Consider live value for alert MySQLGaleraRecvQueueLengthTooHigh
I have issues with the MySQLGaleraRecvQueueLengthTooHigh alert which is triggering for a very long time: hours after an incident on the galera cluster has been resolved (eg. recreating one of the node vm)
From my understanding, the alert is based on the mysql_global_status_wsrep_local_recv_queue_avg metrics which is itself read from the wsrep_local_recv_queue_avg status on the galera cluster.

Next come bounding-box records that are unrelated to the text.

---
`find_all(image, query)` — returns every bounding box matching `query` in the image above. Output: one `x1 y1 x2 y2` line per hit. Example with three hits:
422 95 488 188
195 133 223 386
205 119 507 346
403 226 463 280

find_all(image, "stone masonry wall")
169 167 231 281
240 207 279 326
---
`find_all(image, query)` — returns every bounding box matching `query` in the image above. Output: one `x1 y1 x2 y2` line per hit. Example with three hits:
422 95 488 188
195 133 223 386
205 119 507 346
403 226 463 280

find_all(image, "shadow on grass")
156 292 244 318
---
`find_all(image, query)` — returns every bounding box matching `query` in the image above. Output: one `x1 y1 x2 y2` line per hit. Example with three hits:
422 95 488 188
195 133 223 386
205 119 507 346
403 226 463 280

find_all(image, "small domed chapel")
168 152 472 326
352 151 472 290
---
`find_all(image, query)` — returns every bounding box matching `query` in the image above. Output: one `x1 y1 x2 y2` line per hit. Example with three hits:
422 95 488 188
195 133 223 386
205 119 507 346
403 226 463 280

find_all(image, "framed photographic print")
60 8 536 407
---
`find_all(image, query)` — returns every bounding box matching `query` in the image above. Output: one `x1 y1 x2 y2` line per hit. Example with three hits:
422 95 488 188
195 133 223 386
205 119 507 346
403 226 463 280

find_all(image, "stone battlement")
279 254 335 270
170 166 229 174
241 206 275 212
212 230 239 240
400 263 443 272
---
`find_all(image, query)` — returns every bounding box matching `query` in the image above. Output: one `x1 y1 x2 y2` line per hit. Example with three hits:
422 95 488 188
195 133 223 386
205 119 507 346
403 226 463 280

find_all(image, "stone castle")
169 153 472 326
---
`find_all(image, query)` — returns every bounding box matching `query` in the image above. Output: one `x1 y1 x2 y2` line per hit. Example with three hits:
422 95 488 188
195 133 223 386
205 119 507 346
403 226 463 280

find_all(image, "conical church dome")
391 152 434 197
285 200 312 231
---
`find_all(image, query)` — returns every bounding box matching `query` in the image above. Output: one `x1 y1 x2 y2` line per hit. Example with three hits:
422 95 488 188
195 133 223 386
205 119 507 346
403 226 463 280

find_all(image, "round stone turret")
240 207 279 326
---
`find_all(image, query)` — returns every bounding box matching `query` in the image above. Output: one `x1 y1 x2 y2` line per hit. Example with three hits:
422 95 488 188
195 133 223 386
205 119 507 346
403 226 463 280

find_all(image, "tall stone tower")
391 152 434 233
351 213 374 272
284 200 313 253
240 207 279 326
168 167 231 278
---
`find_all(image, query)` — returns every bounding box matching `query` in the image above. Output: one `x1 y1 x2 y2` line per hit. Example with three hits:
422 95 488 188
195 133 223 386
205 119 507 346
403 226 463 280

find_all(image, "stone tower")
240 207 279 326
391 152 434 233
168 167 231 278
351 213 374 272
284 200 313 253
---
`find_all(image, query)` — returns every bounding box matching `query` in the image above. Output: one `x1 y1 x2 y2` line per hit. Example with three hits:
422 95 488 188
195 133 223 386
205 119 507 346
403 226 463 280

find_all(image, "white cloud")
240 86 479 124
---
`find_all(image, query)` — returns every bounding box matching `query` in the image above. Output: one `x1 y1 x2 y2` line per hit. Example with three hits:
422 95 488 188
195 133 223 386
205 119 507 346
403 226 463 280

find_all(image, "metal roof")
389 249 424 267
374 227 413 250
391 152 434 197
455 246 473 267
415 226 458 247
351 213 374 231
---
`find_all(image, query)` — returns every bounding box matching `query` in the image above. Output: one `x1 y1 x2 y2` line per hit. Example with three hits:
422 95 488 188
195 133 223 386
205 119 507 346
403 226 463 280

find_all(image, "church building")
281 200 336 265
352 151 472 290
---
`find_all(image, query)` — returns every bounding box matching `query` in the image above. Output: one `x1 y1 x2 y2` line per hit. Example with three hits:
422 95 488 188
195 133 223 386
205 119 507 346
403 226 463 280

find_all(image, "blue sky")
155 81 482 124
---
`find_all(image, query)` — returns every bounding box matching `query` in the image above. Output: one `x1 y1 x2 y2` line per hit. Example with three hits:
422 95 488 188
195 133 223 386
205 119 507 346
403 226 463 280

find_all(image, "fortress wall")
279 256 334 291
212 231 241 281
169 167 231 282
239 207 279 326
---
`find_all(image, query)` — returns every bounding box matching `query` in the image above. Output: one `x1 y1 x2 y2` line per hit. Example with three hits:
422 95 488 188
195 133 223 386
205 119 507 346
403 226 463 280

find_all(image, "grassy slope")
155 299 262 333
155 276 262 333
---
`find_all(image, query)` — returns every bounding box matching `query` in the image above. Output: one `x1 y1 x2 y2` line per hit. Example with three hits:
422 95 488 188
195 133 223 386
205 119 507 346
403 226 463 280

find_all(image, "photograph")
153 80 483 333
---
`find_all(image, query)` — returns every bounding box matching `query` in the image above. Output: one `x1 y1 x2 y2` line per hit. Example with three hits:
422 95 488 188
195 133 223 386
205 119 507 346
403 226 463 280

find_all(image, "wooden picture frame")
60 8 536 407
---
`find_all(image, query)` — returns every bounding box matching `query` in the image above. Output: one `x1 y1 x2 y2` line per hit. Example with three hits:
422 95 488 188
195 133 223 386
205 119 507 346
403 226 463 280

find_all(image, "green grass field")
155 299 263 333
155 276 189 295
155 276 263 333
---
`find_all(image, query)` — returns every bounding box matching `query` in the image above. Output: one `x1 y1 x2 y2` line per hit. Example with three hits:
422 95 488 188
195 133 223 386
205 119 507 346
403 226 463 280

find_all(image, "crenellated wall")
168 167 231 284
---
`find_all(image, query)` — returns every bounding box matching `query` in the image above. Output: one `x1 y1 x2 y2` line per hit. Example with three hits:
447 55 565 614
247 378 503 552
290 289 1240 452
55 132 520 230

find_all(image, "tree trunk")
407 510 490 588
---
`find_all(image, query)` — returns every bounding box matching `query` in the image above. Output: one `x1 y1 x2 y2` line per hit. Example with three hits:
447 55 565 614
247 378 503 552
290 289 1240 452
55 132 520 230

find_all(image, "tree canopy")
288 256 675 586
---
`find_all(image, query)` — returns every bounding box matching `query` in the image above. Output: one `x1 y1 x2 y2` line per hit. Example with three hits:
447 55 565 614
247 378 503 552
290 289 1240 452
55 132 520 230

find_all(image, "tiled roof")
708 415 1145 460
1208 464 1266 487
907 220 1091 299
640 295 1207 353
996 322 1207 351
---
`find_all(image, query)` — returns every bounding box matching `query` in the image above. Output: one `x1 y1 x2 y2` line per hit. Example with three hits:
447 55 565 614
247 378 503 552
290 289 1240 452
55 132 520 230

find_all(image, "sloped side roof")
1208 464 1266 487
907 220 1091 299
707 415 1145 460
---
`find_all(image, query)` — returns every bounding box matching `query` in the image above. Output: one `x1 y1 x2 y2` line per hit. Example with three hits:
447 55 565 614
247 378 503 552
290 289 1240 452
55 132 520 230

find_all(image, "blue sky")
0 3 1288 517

Live values can be read on the cluster using the query
SHOW GLOBAL STATUS LIKE 'wsrep_%';
The definition for the wsrep_local_recv_queue_avg status states:
Recv queue length averaged over interval since the last FLUSH STATUS command.
After recreation, my node starts with a quite high recv_queue, then quickly falls to 0 within minutes.
However, since this metric is averaged over time, it take hours to fall back under the configured threshold.

Shouldn't we consider using the live metric mysql_global_status_wsrep_local_recv_queue based on wsrep_local_recv_queue_avg and configure an alert that use prometheus average functions ?
Something like avg_over_time(mysql_global_status_wsrep_local_recv_queue[5m]) ?
LMK your opinion on this. I can create a PR if that helps.